The new series from the creator of The Queen's Gambit is coming to Netflix and it's big!

What is The Forgotten Files?

Detective Carl Mork is arguably the most brilliant police officer in Edinburgh, but also the most detestable. His inability to communicate with others and his sarcasm isolate him from his colleagues. Only his partner can stand him. Until an incident changes the cards.

Several weeks later, in order to get rid of him and take advantage of a publicity stunt for the police station, his boss puts him in charge of a brand new department dedicated to unsolved cases. Alone in the basement, he will soon gather a few lost dogs in his unit to investigate a strange disappearance that occurred four years earlier.

1 – A universe that fans of the genre will appreciate

We'll get straight to the point: we expected more surprises from the man who fascinated us with chess or with a female western. In its basic premise, The Forgotten Files – Dept. Q remains a detective series that takes a bit of Cold Case: Cases Closed with a Broadchurch twist, with a Matthew Goode-esque David Tennant vibe.

The concept isn't the most appealing thing here, including stereotypes. The characters themselves are nothing original, and we get the classic talented, antisocial cop who ruins the lives of criminals and his colleagues, or the young recruit trying to prove his worth. Everyone has their own traumas, personal issues, and that little talent that makes them a great complementary team. Nevertheless, die-hard fans of detective shows will feel right at home with all the genre's codes respected to the letter. If you like investigating and connecting the dots to find out who killed Colonel Mustard, Dept. Q is nothing to be ashamed of. And for good reason.

2 – A first episode that knows how to capture attention

While Scott Frank doesn't direct all the episodes himself, his production of the first one proves that the guy hasn't lost any of his ability to catch us in his net. The introductory sequence immediately plays the shock card to ensure our interest in the sequel. A basic police series? That's already a twist we didn't see coming.

Frank has a way of confusing things to comfort us with our classics as much as to surprise us with the unexpected. We once again take our hats off to the director for the end of this first episode with a stroke of narrative genius that really gets the ball rolling as much as it blows up everything we thought we could guess.

The new series from the creator of The Queen's Gambit is coming to Netflix and it's big!

3 – The Forgotten Files – a Dept. Q lined with noodles?

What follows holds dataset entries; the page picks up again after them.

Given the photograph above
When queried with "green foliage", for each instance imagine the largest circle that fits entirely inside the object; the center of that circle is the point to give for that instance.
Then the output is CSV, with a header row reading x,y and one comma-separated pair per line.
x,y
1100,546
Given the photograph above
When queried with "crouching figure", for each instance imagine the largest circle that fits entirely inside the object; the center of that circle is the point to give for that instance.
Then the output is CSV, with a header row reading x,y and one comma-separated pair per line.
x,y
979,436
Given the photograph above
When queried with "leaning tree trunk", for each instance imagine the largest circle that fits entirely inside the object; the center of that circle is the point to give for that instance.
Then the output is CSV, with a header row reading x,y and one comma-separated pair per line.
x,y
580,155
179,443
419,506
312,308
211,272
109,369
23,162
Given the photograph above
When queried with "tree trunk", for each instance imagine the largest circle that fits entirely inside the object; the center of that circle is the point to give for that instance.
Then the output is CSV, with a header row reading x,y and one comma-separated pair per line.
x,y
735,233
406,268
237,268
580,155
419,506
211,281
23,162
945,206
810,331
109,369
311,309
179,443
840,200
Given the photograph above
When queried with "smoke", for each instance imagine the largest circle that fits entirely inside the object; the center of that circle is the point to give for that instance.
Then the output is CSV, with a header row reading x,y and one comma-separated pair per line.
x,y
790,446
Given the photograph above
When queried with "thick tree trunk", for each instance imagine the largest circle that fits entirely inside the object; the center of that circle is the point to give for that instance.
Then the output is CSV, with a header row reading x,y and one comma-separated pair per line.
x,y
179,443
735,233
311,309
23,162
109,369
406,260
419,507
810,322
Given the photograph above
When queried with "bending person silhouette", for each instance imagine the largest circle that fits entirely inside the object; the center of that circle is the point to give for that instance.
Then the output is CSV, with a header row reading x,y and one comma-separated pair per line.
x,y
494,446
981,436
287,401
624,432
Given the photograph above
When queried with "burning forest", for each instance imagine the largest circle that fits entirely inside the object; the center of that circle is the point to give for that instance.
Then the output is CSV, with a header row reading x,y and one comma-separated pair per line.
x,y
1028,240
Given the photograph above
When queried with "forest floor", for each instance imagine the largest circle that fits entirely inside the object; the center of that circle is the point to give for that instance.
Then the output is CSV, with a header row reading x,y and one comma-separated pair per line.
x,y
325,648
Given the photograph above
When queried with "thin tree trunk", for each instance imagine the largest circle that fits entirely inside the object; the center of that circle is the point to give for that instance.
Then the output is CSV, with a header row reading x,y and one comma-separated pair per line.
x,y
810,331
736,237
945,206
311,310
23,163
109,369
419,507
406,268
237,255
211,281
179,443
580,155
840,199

Once this initial statement of intent is established, The Forgotten Files – a Dept. Q intends to focus less on our certainties and more on fueling its story by giving depth to its characters and its plot. Here, it is Frank's writing talent that takes over, managing to involve us in every facet of the story, even in its secondary dimensions. Yes, the series is much less gripping than The Queen's Gambit, but we devour the episodes with the same ease, the story constantly feeding us new pieces of mystery with just the right amount of resolution. So that we never have the feeling of standing still.

Furthermore, we savor the dialogues between the sarcasm of our main character and the response of his interlocutors. Each exchange is dynamic and leads the protagonists to reconsider the investigation as much as to rethink themselves. The Forgotten Files – a Dept. Q may not invent anything, but as a police series, it knows what it's doing and we enjoy starting the next episode. An efficiency that owes nothing to luck.